Other Electricities / Roofless Records
Dim Past probably isn’t going to get too much DJ love for his new EP, Black Dolphin. That’s not a statement about the quality of the music therein, mind you — nor do I mean to suggest that it isn’t danceable. The thing is that this lo-fi rager sounds like the shredded fragments of techno waveforms managing to escape from the confines of your local basement show’s shitty PA speakers. Where many modern producers aim for precision and clarity, hoping to have their babies pushed out through Funktion-One speakers or blasted into miles of Euro festival goers, Black Dolphin is submerged under a dank ass layer of lo-fi resin more commonly found caked around Bay Area psych rock tapes and ultra-limited hardcore 7″s.
I mention those unrelated genres because while there are certainly people out there making harsh techno (Regis and Marcel Dettman come to mind), it’s been a while since electronic dance music has sounded this DIY; the record has the feel of Surgeon’s Force+Form in terms of presentation. Case in point is lead track “Ghostlord Masterclock”, a 4/4 stomper that shreds with the intensity of Jeff Mills’ dystopian Waveform Transmissions. The track says something about the adrenal dump of techno in its rawest form; this is the way it sounds in your gut rather than your ears after hours of sweating under the glare of a nonstop kick drum pounding on the one. It also serves as a wonderful example of the American underground’s turn towards EDM. Where once our oscillators churned out heaps of white noise into surrealist oblivion, recent years have seen those feedback loops start to wrap themselves around that instantly recognizable beat — that not only harkens back to the club, but to the instinctual metronomic pulse on which we humans have based our movements since time immemorial.
“Night Shade” is similarly oppressive, but rather than pacify with a kick drum, it dances around a mangled sample which recalls the dingey experiments of Manchester’s early industrial scene.
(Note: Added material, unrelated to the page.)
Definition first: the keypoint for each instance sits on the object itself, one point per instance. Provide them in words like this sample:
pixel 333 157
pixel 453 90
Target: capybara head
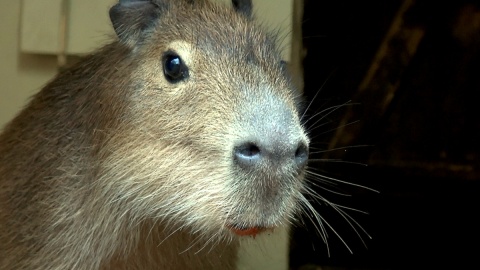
pixel 211 137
This track isn’t as instantly arresting as the other three songs, but it explores more thoroughly the brooding atmospherics that line the edges of the EP, adding depth to the overall work.
Black Dolphin isn’t all grim dance floor battery however. Melodic Autecherisms seep through on “Spectre in Wire” and the gorgeous and fantastic “Winter for the Machine” — the latter of which I can’t wait to jam on a long walk to work next fall. These tracks balance the other two more brutal jams, making for a dynamic seesaw journey through the possibilities of the Dim Past sound and showcasing an emerging artist with an ambitious but still-forming vision.
Yet the last point I’d like to make about this EP doesn’t have so much to do with the music therein, but more to do with the PR. I’m totally tired of people trying to sell me on something because, “It’s all analog, dude; no computers involved.” Dim Past is referred to as using “Occult Circuitry (no computers)” which is just fucking silly. Of course an analog synthesizer is going to sound better than a soft synth, and the tape recording was definitely essential to the overall sound of this particular EP — but if a song is good then it’s good, regardless of the tools involved. No one should get cred simply for using arcane gear. What matters is what they do with it. And really, beyond personal preference, I fail to see the difference between writing music on analog gear and sampling it into a Korg ESX-1 to perform live (Dim Past uses two at his shows) versus sampling it into Ableton. Richie Hawtin performs with a laptop, and is anyone going to call Dim Past or anyone else riding this wave more legit than him or any of the other legendary figures who operate in both the digital and analog realms? And to those who say they want see a performance, not a DJ set, it doesn’t have anything to do with the equipment; it’s all about how the person chooses to use it. To me, this whole thing just sounds like dudes looking to score points before anyone has even had a chance to listen. It’s a club shrouded as an outsider group, and it just shouldn’t matter.
Qualms with the press aside though, Black Dolphin is a solid example of the American DIY noise and experimental scene’s ongoing love affair with techno. Black Dolphin is recommended for those stoked on Pete Swanson, Motor Records, all the other aforementioned artists, etc.